Joakim Alexandersson

Personal information
- Full name: Joakim Bernt Alexandersson
- Date of birth: 27 January 1976 (age 50)
- Place of birth: Borås, Sweden
- Height: 1.90 m (6 ft 3 in)
- Position: Defender

Senior career*
- Years: Team / Apps / (Gls)
- Dalstorps IF
- 1994–2006: IF Elfsborg
- 2006–2008: Aalesund / 15 / (0)
- 2007: → Skeid (loan) / 6 / (0)
- 2008: Mjällby AIF / 3 / (0)
- 2009–2010: Dalstorps IF
- 2011: Grimsås IF / 20 / (3)
- 2012–2013: Bollebygds IF / 16 / (3)

International career
- 1998: Sweden U21 / 1 / (0)

Managerial career
- 2009−2011: Dalstorps IF (assistant)
- 2011: Grimsås IF
- 2012−2013: Bollebygds IF
- 2018−2020: IF Elfsborg (youth)
- 2024−2025: India Women U17
- 2024−: India Women U20
- 2024: India Women (interim)
- 2025−: Indian Arrows Women
- 2026−: India Women U17

= Joakim Alexandersson =

Swedish footballer (born 1976)

Joakim Bernt Alexandersson (born 27 January 1976) is a Swedish football manager and former footballer who played as a defender.

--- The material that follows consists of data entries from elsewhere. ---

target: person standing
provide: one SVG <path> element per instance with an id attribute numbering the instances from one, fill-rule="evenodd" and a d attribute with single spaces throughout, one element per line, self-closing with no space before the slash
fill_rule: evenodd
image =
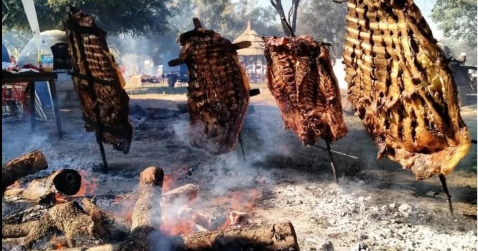
<path id="1" fill-rule="evenodd" d="M 13 55 L 10 56 L 10 62 L 15 65 L 17 64 L 17 59 Z"/>

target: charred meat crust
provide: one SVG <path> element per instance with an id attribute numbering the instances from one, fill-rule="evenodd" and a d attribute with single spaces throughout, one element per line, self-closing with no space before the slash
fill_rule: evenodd
<path id="1" fill-rule="evenodd" d="M 70 8 L 65 26 L 73 72 L 76 73 L 73 81 L 83 108 L 85 128 L 91 131 L 97 126 L 95 111 L 98 109 L 102 140 L 126 154 L 129 151 L 133 134 L 128 119 L 129 97 L 123 89 L 123 76 L 109 52 L 106 32 L 96 26 L 92 18 L 74 8 Z M 92 92 L 89 90 L 88 72 L 93 77 Z"/>
<path id="2" fill-rule="evenodd" d="M 412 1 L 350 0 L 348 100 L 387 156 L 418 179 L 446 175 L 468 152 L 447 59 Z"/>
<path id="3" fill-rule="evenodd" d="M 347 134 L 329 50 L 308 36 L 263 38 L 268 87 L 285 127 L 305 144 Z"/>
<path id="4" fill-rule="evenodd" d="M 180 57 L 189 72 L 192 145 L 212 154 L 234 149 L 247 113 L 249 84 L 230 41 L 214 31 L 181 34 Z"/>

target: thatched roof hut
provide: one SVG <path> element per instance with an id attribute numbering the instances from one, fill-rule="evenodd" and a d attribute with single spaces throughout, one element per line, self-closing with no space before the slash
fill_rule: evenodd
<path id="1" fill-rule="evenodd" d="M 264 48 L 261 46 L 263 43 L 262 38 L 257 34 L 256 31 L 251 28 L 251 20 L 248 21 L 247 28 L 243 34 L 234 40 L 233 43 L 244 41 L 250 41 L 252 45 L 248 48 L 237 50 L 240 56 L 257 56 L 264 55 Z"/>
<path id="2" fill-rule="evenodd" d="M 264 56 L 264 43 L 262 38 L 251 27 L 251 20 L 248 21 L 247 27 L 243 34 L 234 40 L 233 43 L 250 41 L 251 46 L 237 50 L 237 55 L 241 64 L 246 68 L 250 81 L 262 81 L 265 70 L 266 59 Z M 259 78 L 259 80 L 258 78 Z"/>

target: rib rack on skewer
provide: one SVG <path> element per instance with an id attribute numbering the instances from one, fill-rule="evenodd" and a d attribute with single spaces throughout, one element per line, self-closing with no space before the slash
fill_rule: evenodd
<path id="1" fill-rule="evenodd" d="M 452 72 L 420 10 L 405 0 L 347 6 L 348 99 L 378 157 L 399 162 L 417 179 L 450 173 L 470 139 Z"/>
<path id="2" fill-rule="evenodd" d="M 196 28 L 182 34 L 179 61 L 189 71 L 189 141 L 212 154 L 234 149 L 249 103 L 249 83 L 236 46 L 214 31 Z M 250 45 L 250 42 L 249 43 Z"/>
<path id="3" fill-rule="evenodd" d="M 73 81 L 83 107 L 85 127 L 97 130 L 99 143 L 111 144 L 126 154 L 133 133 L 128 120 L 129 98 L 108 49 L 106 32 L 97 27 L 92 18 L 73 7 L 65 27 Z"/>
<path id="4" fill-rule="evenodd" d="M 327 47 L 309 36 L 264 37 L 267 84 L 286 128 L 305 144 L 347 134 Z"/>

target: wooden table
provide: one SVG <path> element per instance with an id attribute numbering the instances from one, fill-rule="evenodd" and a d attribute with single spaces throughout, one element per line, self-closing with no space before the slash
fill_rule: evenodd
<path id="1" fill-rule="evenodd" d="M 56 120 L 56 129 L 60 138 L 63 137 L 61 131 L 61 120 L 60 118 L 60 112 L 58 106 L 58 99 L 56 98 L 56 85 L 55 79 L 56 73 L 55 72 L 23 72 L 21 73 L 11 73 L 2 72 L 2 85 L 9 84 L 15 85 L 15 83 L 28 82 L 28 89 L 30 92 L 30 107 L 31 109 L 32 131 L 35 131 L 35 82 L 36 81 L 46 81 L 50 87 L 51 95 L 51 106 L 55 114 Z"/>

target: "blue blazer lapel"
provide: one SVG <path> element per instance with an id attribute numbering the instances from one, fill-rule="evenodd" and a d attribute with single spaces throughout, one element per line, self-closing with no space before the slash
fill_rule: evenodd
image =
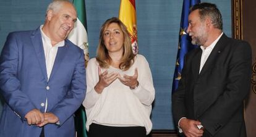
<path id="1" fill-rule="evenodd" d="M 193 75 L 195 80 L 197 79 L 197 77 L 199 75 L 200 62 L 201 60 L 202 50 L 200 48 L 198 48 L 197 52 L 195 53 L 195 56 L 192 59 L 192 67 Z"/>
<path id="2" fill-rule="evenodd" d="M 66 44 L 66 42 L 65 41 L 65 45 L 64 46 L 59 47 L 58 48 L 57 55 L 55 58 L 54 64 L 53 65 L 53 70 L 51 70 L 51 76 L 49 78 L 49 81 L 54 75 L 59 66 L 61 65 L 61 62 L 62 62 L 63 59 L 64 58 L 66 52 L 68 51 L 68 48 L 69 46 Z"/>
<path id="3" fill-rule="evenodd" d="M 45 77 L 46 81 L 47 81 L 46 65 L 45 64 L 45 51 L 43 47 L 43 41 L 40 27 L 32 34 L 30 38 L 36 52 L 36 57 L 39 62 L 39 65 L 40 65 L 41 70 Z"/>

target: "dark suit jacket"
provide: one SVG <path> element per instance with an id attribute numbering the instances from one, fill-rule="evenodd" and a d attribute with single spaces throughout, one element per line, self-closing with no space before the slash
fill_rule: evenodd
<path id="1" fill-rule="evenodd" d="M 24 117 L 37 109 L 52 112 L 60 125 L 45 126 L 45 136 L 74 136 L 73 114 L 85 97 L 83 52 L 69 40 L 59 47 L 48 80 L 40 30 L 10 33 L 0 58 L 1 93 L 5 104 L 0 136 L 39 136 L 41 128 Z"/>
<path id="2" fill-rule="evenodd" d="M 186 56 L 182 78 L 173 94 L 175 123 L 198 120 L 203 136 L 246 136 L 243 101 L 250 91 L 251 49 L 223 34 L 198 74 L 202 49 Z"/>

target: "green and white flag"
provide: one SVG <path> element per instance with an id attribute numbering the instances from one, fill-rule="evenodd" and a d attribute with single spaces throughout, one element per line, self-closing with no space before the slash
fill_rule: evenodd
<path id="1" fill-rule="evenodd" d="M 87 20 L 85 12 L 85 0 L 73 0 L 73 4 L 77 12 L 77 20 L 75 23 L 73 30 L 67 38 L 74 44 L 83 50 L 85 59 L 85 66 L 89 60 L 88 44 L 87 39 Z M 87 137 L 85 122 L 86 114 L 82 105 L 75 112 L 75 136 Z"/>
<path id="2" fill-rule="evenodd" d="M 85 65 L 89 60 L 88 44 L 87 32 L 87 20 L 85 0 L 74 0 L 73 4 L 77 12 L 77 20 L 67 38 L 74 44 L 83 49 Z M 86 66 L 86 65 L 85 65 Z"/>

He currently serves as the head coach of the India U20 and India U17 women's football teams. He also served as the interim head coach of the India women's national football team.

A youth product of Dalstorps IF, Alexandersson spent the majority of his career with IF Elfsborg, with whom he made 175 Allsvenskan appearances, won the Svenska Cupen twice, played in the UEFA Cup, and was the club's player of the year in 1999. He spent two years in Norwegian football with Aalesund, with whom he gained promotion to and played in the 2007 Tippeligaen, and on loan to Skeid. He returned to Sweden for a brief spell in the Superettan with Mjällby AIF before five years playing and coaching in the regional leagues of Västergötland. He was capped once for Sweden at under-21 level.

==Early life and IF Elfsborg career==

Alexandersson was born in Borås, Sweden, in 1976. As a youngster he played football with Dalstorps IF, and he joined the main club in Borås, IF Elfsborg, as an 18-year-old in 1994. He was a member of the squad that gained promotion from the second tier in 1996, and in a nine-year spell, between 1997 and 2005, scored seven goals from 175 Allsvenskan appearances, 167 as a starter. In January 1998, he won his only cap for Sweden under-21s, in a 1–1 friendly draw with Ethiopia. The following year, he was chosen as IF Elfsborg's player of the year.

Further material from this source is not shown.